Read the Plan, Not Your Intentions
The most expensive indexing mistake is assuming the database agrees with your idea. We forced ourselves to verify with EXPLAIN ANALYZE because a beautifully named index can still be ignored. Sometimes the planner prefers a sequential scan because the table is small. Sometimes the statistics suggest the filter is not selective enough. Sometimes the ORDER BY or LIMIT means another index is cheaper. The only honest way to know is to read the plan.
Fieldwork's rule became simple: no new index is "done" until we run the real query with realistic tenant-scoped parameters and confirm the chosen plan matches the reason we created the index. If it does not, we either change the index, change the query shape, or accept that the index was not worth the write amplification it imposes. That verification step prevented the common trap of accumulating indexes that feel right but mostly slow down inserts and updates.
EXPLAIN ANALYZE
SELECT id, title, status, assignee_user_id, created_at
FROM tasks
WHERE tenant_id = 'tenant_42'
AND workspace_id = 'ws_ops'
AND project_id = 'proj_outage'
ORDER BY created_at DESC
LIMIT 50;
Limit
-> Index Scan using idx_tasks_tenant_workspace_project_created_at on tasks
Index Cond: ((tenant_id = 'tenant_42') AND (workspace_id = 'ws_ops') AND (project_id = 'proj_outage'))The interesting part is not that the query returned quickly once. It is that the planner chose the tenant-scoped composite index instead of scanning and sorting a broader row set.

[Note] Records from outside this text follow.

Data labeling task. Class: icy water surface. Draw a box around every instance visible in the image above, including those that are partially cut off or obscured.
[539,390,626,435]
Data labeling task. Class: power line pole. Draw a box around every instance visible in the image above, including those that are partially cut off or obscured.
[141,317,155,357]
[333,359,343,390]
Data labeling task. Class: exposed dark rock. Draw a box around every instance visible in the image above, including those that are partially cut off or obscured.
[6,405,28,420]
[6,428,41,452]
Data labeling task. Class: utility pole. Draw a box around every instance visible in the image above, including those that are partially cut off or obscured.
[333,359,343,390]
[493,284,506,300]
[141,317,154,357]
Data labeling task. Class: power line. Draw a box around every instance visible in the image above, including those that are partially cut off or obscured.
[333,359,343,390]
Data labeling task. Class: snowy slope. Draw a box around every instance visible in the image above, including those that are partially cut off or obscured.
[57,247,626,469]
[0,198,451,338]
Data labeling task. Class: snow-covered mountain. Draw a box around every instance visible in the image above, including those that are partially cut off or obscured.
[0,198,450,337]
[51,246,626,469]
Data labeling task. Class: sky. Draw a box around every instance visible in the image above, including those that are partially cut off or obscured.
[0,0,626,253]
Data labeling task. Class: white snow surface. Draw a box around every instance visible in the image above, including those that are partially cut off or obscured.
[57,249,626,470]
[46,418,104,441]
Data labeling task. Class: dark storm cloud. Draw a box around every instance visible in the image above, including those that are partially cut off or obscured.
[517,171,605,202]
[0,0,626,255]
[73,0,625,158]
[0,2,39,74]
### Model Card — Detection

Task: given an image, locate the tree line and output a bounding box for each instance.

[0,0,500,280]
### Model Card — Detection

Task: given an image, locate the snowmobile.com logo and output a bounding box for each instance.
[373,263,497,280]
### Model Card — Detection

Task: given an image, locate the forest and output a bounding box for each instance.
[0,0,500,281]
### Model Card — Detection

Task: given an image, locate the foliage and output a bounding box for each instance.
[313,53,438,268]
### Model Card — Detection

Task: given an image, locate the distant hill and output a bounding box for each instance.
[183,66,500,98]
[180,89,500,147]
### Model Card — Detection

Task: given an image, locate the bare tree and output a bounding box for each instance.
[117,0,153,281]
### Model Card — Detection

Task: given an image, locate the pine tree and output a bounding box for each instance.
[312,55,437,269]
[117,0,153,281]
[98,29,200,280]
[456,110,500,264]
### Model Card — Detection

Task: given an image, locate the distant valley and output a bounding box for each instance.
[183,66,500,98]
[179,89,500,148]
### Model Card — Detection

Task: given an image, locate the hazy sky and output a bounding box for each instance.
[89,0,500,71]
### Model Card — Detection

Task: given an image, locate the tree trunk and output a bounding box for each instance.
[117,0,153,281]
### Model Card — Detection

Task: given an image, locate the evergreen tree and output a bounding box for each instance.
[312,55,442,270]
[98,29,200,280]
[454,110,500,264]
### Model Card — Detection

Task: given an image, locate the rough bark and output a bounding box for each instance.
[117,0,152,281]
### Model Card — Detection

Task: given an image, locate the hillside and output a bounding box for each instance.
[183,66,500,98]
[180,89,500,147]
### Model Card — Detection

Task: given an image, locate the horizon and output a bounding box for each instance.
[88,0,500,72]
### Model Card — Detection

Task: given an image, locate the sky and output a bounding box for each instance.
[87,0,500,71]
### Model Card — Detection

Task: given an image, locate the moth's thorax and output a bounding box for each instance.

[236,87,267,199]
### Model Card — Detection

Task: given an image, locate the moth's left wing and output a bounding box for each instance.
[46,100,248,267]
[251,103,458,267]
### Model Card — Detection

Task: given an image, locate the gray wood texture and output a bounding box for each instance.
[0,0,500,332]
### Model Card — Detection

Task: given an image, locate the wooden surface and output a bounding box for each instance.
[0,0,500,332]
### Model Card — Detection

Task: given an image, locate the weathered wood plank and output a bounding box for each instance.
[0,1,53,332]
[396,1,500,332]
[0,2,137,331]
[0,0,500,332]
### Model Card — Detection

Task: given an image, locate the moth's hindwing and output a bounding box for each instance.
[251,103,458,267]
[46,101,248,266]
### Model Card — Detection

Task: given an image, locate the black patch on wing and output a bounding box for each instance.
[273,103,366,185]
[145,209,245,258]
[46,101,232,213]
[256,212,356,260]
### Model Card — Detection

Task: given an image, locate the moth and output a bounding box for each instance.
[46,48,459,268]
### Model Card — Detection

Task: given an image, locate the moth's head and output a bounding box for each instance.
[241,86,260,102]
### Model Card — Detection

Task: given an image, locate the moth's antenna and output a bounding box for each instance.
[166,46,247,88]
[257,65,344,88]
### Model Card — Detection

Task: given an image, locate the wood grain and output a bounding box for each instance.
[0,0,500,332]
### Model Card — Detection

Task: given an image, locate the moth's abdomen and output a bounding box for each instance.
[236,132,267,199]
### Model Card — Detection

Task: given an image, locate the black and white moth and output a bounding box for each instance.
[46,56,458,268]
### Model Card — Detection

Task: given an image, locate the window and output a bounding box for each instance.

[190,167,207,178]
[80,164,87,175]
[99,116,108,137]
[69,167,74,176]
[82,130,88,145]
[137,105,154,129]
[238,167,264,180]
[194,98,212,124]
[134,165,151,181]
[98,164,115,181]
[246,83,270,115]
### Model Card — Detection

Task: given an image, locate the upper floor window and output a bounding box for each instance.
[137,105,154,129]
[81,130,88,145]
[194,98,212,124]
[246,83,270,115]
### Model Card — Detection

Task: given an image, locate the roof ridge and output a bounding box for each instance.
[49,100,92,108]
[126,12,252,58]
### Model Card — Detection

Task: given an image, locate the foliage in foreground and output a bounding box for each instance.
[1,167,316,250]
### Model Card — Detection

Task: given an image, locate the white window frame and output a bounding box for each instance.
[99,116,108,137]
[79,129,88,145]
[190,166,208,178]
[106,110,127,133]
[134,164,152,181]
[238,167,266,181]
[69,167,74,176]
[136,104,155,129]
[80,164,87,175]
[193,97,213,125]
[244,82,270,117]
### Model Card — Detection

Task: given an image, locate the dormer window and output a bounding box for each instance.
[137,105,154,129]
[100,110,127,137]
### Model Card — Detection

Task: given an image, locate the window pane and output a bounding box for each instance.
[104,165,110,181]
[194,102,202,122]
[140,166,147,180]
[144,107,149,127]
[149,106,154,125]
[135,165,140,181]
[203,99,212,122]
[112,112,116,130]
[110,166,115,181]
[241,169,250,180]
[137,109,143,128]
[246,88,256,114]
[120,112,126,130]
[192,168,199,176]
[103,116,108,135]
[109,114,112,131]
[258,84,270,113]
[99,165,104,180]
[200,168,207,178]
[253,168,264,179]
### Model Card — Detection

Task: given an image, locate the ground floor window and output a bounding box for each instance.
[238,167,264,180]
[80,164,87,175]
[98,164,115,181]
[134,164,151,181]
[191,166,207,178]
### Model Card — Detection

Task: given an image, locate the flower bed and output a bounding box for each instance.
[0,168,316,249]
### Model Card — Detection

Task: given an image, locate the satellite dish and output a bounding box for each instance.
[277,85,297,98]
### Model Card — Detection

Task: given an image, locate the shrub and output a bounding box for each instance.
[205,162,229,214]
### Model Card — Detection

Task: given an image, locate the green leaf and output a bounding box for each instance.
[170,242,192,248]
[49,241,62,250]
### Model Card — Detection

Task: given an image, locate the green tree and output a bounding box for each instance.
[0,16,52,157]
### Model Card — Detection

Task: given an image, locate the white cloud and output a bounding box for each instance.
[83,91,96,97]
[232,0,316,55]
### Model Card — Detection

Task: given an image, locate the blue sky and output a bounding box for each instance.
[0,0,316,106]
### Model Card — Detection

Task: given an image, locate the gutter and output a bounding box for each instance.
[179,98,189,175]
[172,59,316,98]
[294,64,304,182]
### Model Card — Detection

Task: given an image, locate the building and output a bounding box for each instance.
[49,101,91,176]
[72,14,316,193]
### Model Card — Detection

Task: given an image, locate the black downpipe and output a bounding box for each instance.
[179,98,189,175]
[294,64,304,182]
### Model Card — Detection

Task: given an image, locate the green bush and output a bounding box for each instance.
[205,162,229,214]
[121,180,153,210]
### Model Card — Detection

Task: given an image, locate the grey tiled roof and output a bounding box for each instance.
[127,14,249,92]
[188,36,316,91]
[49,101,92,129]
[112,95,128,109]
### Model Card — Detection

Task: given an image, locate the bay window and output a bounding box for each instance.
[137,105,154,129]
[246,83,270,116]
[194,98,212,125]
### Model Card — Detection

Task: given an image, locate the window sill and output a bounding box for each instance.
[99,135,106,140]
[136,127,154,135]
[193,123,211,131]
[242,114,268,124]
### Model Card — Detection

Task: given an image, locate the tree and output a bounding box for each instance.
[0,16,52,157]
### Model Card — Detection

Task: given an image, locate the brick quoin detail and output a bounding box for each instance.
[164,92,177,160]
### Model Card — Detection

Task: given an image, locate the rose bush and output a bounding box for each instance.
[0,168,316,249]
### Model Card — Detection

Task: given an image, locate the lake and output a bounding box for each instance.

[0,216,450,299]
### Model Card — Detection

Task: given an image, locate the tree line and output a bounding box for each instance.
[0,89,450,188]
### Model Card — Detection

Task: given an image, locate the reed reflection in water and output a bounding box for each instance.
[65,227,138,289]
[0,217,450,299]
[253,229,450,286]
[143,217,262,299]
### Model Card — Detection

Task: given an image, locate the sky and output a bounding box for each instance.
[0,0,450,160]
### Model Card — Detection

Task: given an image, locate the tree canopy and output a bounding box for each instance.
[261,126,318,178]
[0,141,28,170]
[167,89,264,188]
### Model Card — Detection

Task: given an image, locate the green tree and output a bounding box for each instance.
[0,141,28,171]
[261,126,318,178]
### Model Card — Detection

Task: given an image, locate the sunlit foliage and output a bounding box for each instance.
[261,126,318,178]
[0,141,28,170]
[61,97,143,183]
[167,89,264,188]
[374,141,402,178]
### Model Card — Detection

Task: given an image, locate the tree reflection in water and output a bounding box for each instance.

Small tables often make bad indexes look harmless because sequential scans are already cheap. Validate with realistic row counts and tenant distributions before declaring victory.
What We Indexed in Fieldwork
By the time the schema stabilized, the pattern was consistent. Tables that are always accessed under tenant scope lead with tenant_id. The next columns reflect the query's equality filters in order of common use, followed by sort columns where list endpoints need ordered pagination. Partial indexes appear only when a real predicate like archived_at IS NULL meaningfully shrinks the hot working set. We did not index every foreign key combination just because we could. Every index had to justify its read benefit against write cost.
That is the decision to keep: tenant-first composite indexes, designed from actual repository queries, validated with EXPLAIN, and pruned when they do not pay their way. In a multi-tenant backend, indexing is less about memorizing clever DDL and more about respecting the access path the application actually forces every request to take.
- Lead composite indexes with tenant_id when the table is shared across tenants and requests are tenant-scoped.
- Design from real WHERE and ORDER BY clauses, not from abstract table diagrams.
- Prefer one well-shaped composite index over several narrow indexes that each only half-match the query.
- Use partial indexes when a stable predicate meaningfully trims the hot row set.
- Verify index utility with EXPLAIN ANALYZE before accepting the extra write overhead.
Once tenant_id moved to the front of hot indexes, the planner started doing the same narrowing work the application had always assumed. That alignment made latency more predictable under growth.